‘One’ Episode 2: Camilla Tassi finds emotion and meaning in projection design

Maurice L. Harris
Projection design for the opera Pagliacci by Camilla Tassi YSD '21

In episode #2 of the Schwarzman Center web series, O​ne, MFA student Camilla Tassi YSD ‘21 talks with Estefani Castro YSD ‘21 about her work in projection design—the integration of digital projection into live events. Tassi discusses how she uses technology to spark emotional connections in opera, classical music and experimental arts, and she reflects on physical distance as an opportunity for dialogue between artists and audiences.

Tassi’s pursuits in projection design stemmed from her early exposure to opera, as well as her interdisciplinary background in computer science and music.

She explained, I grew up in Florence, Italy. My grandma, when I was about 10 years old, gave me a CD of Verdi’s Nabucco. And even though, to be honest, I was just listening to one track over and over…I know I wasn’t having some, you know, deeply intellectual connection to opera. I didn’t even know about harmonic progressions much.”

Tassi would go on to achieve Bachelor of Science and Bachelor of Arts degrees in Computer Science and Music, respectively, at the University of Notre Dame. She would later earn her Master of Arts degree in Digital Musics at Dartmouth College and serve for a year as a Special Research Fellow in Projection Design at Yale before joining Yale School of Drama as an MFA student.

I’m interested in using design as a tool to help ask, "Why are we doing this piece of music, this piece of work today? Why in this space?" — to question the work more fully.
Camilla Tassi, Yale School of Drama '21

She continued, “I’m interested in using design as a tool to help ask, Why are we doing this piece of music, this piece of work today? Why in this space? — to question the work more fully.”

While studying remotely from Florida, and without access to theater-grade projectors, Tassi has been designing prototypes on a handheld “pico” projector. She remains undaunted by the disruption, however, and says that physical distance might inspire artists to focus less on the “spectacle aspect” of visual design and more on the intentionality of their work in relation to the stories the visuals support.

Tassi also offered a word of gratitude to the Schwarzman Center saying, “I’ve been thinking a lot about students graduating from Yale, both at the undergraduate and graduate levels, and how the pandemic has resulted into the cancellation of a lot of their culminating degree work, particularly the recitals. And so, I felt compelled to reach out to students…and see if they were willing to share and record at a distance. It’s actually thanks to the Schwarzman Center that they were willing to be a platform for this cross-departmental sharing and creation of art in this period.”

Castro, the host of episode #2, is an MFA student in the Yale School of Drama’s Theater Management program and works as the assistant director for stakeholder engagement at the Schwarzman Center. She conducted the interview with Tassi remotely via Zoom from her residence in New Haven, Connecticut.

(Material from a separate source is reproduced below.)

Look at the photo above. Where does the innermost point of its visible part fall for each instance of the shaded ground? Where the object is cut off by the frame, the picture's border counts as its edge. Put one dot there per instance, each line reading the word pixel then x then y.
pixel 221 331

One, a web series produced by the Schwarzman Center, highlights interdisciplinary approaches to the arts in relation to the Center’s values of collaboration, wellness and belonging. The inaugural season illuminates the creative and academic merits of student works impacted by social distance and explores perspectives on community-building among dispersed groups.  The series title, One, is a nod to the Schwarzman Center’s aspiration to advance a sense of “One Yale” and create an interconnected community that builds new traditions of student engagement around the campus and into the world.